As with the interim data, the change in log viral load was not significantly different for any monotherapy group, but it was statistically significant for the combination therapy group (–0.57 [95% CI, –1.00 to –0.14], P = 0.01). Data for the proportion of patients with COVID-19-related hospitalizations or emergency department visits was 1.9% in the 2,800 mg monotherapy group, 0.9% in the combination therapy group, and 5.8% in the placebo group.

There were nine immediate hypersensitivity reactions (six bamlanivimab, two combination treatment, and one placebo). Most reactions occurred during infusion and were reported as “mild” and “not dose-related.” There were no deaths in any group.

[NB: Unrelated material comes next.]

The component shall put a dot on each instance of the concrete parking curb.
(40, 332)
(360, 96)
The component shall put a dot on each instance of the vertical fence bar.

The JAMA editors echoed criticism from experts about the unanswered questions surrounding monoclonal antibodies for COVID-19, noting that “reduction in viral load” does not “translate easily into tangible clinical outcomes.” They called for more research into the therapy, even though they acknowledged that a pandemic means making “the best decisions based on the best information available.”

“Even though monoclonal antibodies likely improve clinical outcomes in selected patients, the studies needed to answer remaining questions on the utility of treatment (which patients can benefit and in what circumstance) are unlikely to become available in a timely manner,” the editors wrote.

  • Molly Walker is an associate editor, who covers infectious diseases for MedPage Today. She has a passion for evidence, data and public health. Follow

Disclosures

This study was supported by Eli Lilly and Company.

Gottlieb disclosed support from Gilead Sciences and Sentinel.

Skovronsky is an employee of Eli Lilly and Company.

Other co-authors disclosed being employees of Eli Lilly and Company, and support from Eli Lilly and Company, GlaxoSmithKline, Gilead, Viiv, Janssen, Proteus, Bristol-Myers Squibb, Theratechnologies, Amgen, Merck, Johnson & Johnson, and Pfizer.

Malani disclosed serving on the National Institute of Allergy and Infectious Diseases COVID-19 Preventive Monoclonal Antibody data and safety monitoring board.

Golub disclosed no conflicts of interest.